The first weekend of this year’s Six Nations was great, but the second, now nearing its end, has been rather flat. Ireland got back on the horse against Scotland yesterday, and Italy, as they do, lost. Now England are doing what all the commentators said they’d do to France, following their great win over Ireland last weekend. The charm of the Six Nations is how unpredictable it can be. On the first weekend France got beaten by Wales after being 16 ahead at half time. Italy got no less than three late tries against Wales when they were looking down and out, which was a definite surprise. When England got the final try to settle it against Ireland, the commentator said: Who saw this coming? Not me. But so far this weekend, it’s all gone with the not-especially-smart money. France are now 36 behind, so even if they get five late tries, they’ll still lose. It’s all looking a bit “waiting for the end” just now. The serious business of the game was being sorted when England got their four first half tries, which meant that their bonus points, for four tries and for winning by more than seven, were both settled, along with the win. Can England get over 50 points against France? Maybe, but it doesn’t feel like it matters. Yes, a commentator has just said: “The match has rather fallen asleep.” Indeed it has. The most important moment of this match may prove to be when one of the Vunipolas walked off injured.

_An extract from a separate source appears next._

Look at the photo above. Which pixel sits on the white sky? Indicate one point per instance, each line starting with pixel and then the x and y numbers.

Anyway, it’s over now. 44-8 England. Plus, when I was trying to find a report on England crunching France, I came across our Ladies crunching their Ladies.

The England men, meanwhile, have been transformed by their returning-from-injury South Sea Islanders, the Vunipola brothers and Manu Tuilagi.

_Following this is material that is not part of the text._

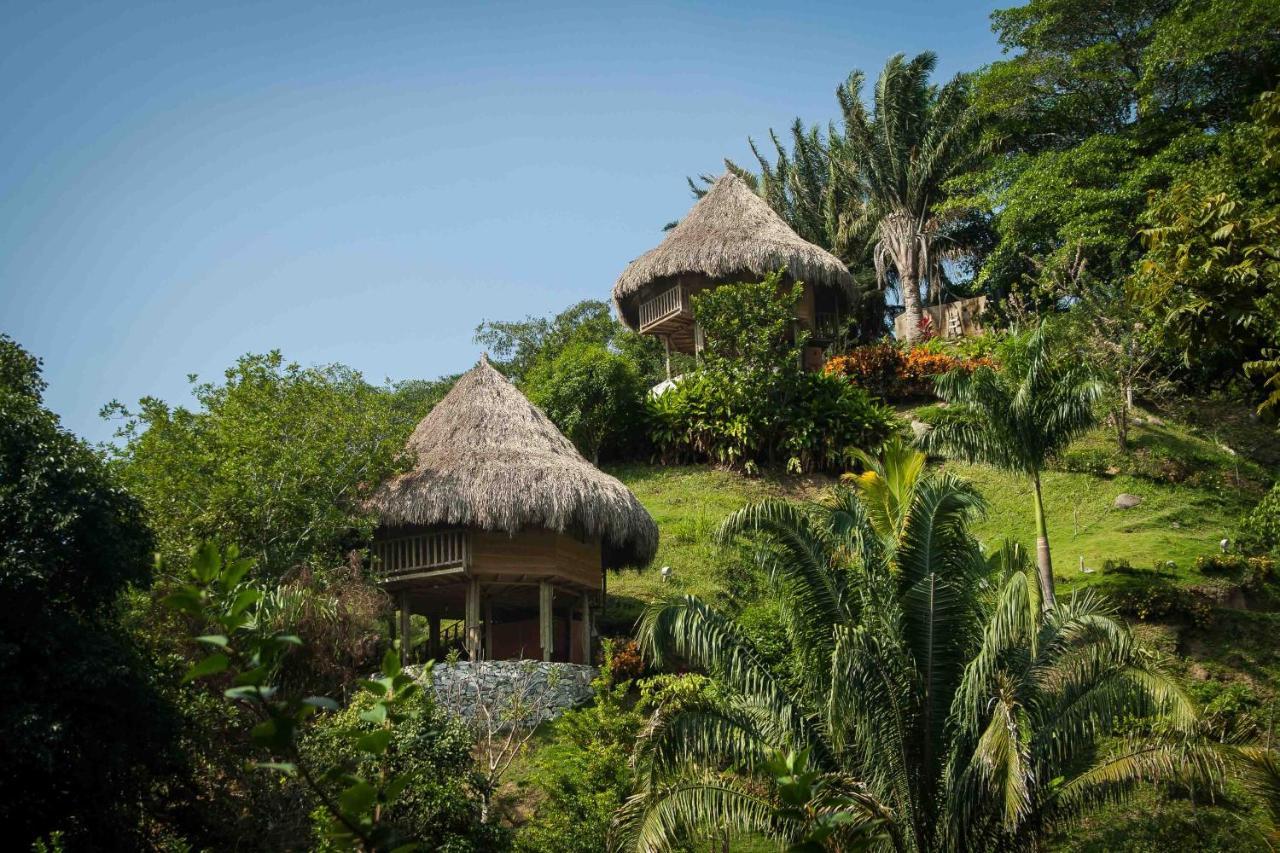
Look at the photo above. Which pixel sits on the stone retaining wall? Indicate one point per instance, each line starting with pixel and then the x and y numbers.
pixel 529 690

Tuilagi is odd, in that he is pronounced Tooey Langy. Except by Jonathan Davies of course, who says Tooey Largy. Davies also says Viney Polar instead of Vooney Polar. The world needs to find a way to mispronounce “Jonathan Davies”, and keep on doing that until he learns his job.

But, hello. What’s this? The Windies 59-4 (after being 57-0!), replying to England’s 277. Two wickets in two balls to Moheen. Two more wickets in two more balls to Mark Wood, who I didn’t realise was playing. By the sound of it (i.e. from reading the Cricinfo chat), Wood should have been in the England side from the beginning. Only four wickets on day one. Ten wickets already on day two, and it’s not yet tea time.

It is now! Windies 74-5. Another to Wood. “England are rampant.”